Şiire göz attığımızda teşbih, istiâre, tekrir, mecaz, tecâhül, tenasüp, tezat, iştikak, redd-i matla, hüsn-i ta'lil, istihdâm, cem, iltifat sanatlarını görüyoruz. Ancak müşâkele, sihr-i helâl, idmâc, te'kidü'l-medh ve zemm, tevcih, kinâye, mezheb-i kelâmî, irsâd, reddü'l-acüz, iktibas, tazmin, telmih, mübalağa, cem maa't-tefrik ve taksim, rücu, tenkisü's-sıfat, leffüneşr, rücu, cinas, tarsi, mukabele, tariz, telmi ve terdid gibi sanatların yanı sıra hüner olarak kabul edilen harflerin noktalı olup olmamasına, kendisinden sonra gelene bitişip bitişmemesine göre yapılan sanatları göremiyoruz. Bunun ne anlama geldiğini açıklamaya çalışayım.
Bir şiirde elbette tüm sanatların olmasını beklemeyiz ve görmek de istemeyiz. Dolayısıyla mutlaka birtakım edebi sanatlar olmayacak. Ayrıca alfabeye bağlı olarak yapılan sanatların olmaması da normal. Bu kısa açıklamadan sonra açıklamamıza devam edelim.
Şiirde olmayan edebi sanatlara baktığımızda gördüğümüz manzara şudur:
- Kinâye, ta'riz, tevcih, te'kidü'l-medh bimâ yüşbihü'z-zem ve medh gibi sanatların olmamasından şairin imalı konuşmayı, şiir yoluyla laf çakmayı, sözlerin arkasına sığanırak kavga etmeyi ve polemik yapmayı sevmediği anlamını çıkarıyorum.
- Cinâs, terdîd, müşâkele, sihr-i helal gibi bir kelimenin birden fazla anlama gelecek şekilde kullanıldığı sanatlara iltifat etmemesi, sözlerini dizede ve kelimede tamamladığını, söylemek istediklerinin net olarak anlaşılmasını istediğini anlıyorum.

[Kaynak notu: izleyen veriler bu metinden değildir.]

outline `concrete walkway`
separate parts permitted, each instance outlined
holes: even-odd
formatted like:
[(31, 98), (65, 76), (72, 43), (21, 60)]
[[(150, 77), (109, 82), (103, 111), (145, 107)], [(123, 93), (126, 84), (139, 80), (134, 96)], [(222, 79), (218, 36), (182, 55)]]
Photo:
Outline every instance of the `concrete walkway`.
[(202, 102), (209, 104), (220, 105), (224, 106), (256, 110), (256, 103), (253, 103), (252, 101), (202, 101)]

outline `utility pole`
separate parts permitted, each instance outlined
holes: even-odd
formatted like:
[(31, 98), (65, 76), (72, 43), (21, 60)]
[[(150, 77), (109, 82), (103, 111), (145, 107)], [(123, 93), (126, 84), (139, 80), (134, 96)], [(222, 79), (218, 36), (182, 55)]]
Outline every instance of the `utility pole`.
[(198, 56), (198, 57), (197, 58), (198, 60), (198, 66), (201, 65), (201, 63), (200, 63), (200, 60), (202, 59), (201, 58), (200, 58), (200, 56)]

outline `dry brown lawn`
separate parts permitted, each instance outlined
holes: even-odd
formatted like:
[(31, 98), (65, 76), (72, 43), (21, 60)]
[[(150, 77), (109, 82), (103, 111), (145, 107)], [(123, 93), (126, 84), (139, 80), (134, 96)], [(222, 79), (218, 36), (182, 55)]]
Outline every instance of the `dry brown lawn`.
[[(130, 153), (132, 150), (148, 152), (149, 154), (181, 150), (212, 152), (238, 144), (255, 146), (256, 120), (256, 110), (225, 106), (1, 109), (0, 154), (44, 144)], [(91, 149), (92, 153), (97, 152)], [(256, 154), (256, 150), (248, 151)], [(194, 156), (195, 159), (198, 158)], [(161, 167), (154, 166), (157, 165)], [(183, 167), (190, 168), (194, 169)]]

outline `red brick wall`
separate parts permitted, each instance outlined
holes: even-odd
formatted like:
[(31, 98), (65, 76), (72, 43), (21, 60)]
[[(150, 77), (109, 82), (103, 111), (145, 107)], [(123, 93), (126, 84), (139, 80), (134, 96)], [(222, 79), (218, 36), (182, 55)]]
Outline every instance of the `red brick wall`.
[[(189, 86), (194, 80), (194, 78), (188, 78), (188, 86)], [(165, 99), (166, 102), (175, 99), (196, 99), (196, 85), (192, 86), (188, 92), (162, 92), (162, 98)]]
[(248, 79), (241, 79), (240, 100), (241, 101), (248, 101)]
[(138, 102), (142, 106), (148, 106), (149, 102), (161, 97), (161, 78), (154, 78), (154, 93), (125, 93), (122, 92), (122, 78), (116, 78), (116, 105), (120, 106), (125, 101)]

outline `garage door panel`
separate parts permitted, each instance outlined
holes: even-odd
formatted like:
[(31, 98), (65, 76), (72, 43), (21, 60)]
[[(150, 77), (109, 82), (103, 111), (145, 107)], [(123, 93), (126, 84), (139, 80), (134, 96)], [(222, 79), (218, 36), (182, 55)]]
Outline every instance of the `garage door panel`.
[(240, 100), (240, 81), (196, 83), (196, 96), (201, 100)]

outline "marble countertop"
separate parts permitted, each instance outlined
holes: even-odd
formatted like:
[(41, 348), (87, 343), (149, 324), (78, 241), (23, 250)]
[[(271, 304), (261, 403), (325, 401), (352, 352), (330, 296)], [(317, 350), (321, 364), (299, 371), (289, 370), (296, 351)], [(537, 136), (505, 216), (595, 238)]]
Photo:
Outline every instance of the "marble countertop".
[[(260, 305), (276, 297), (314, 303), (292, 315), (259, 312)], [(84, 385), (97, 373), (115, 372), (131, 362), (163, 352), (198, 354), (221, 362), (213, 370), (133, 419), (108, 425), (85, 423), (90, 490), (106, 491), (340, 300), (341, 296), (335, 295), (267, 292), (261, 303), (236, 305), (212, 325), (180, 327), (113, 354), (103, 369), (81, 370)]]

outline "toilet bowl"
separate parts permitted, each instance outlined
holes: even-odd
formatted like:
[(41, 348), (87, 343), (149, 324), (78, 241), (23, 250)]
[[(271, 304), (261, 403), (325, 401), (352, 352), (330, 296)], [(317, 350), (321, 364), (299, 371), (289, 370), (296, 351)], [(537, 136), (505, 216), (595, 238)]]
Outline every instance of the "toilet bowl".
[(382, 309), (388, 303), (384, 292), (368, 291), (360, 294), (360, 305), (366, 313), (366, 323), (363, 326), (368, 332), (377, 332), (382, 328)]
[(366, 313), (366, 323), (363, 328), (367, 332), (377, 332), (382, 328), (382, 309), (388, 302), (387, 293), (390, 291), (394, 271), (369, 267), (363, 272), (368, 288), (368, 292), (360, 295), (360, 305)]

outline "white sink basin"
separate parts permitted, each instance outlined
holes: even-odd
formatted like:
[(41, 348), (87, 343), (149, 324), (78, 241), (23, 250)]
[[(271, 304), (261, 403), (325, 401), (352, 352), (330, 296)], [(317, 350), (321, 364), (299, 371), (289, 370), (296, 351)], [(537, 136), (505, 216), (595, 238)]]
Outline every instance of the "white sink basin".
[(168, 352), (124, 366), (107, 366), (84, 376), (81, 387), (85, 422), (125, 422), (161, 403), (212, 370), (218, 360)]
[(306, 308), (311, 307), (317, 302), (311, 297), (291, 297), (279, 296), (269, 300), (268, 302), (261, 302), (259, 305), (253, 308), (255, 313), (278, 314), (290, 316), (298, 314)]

- İdmâcın olmaması şiirde gevezelik yapmayı sevmediğini, konu dışına çıkıp okurun zihnini dağıtmak istemediğini gösteriyor.
- Mezheb-i kelâmî, iktibas, irâd-ı mesel ve telmih olmaması ise okuru söylediklerine ikna etmek için bir başkasının sözüne ihtiyaç duymadığını gösteriyor. Bu haliyle şiiri katıksız ve her şeyiyle kendine ait. Şair duygularını sadece kendi kelimeleri ile anlatmayı tercih ediyor.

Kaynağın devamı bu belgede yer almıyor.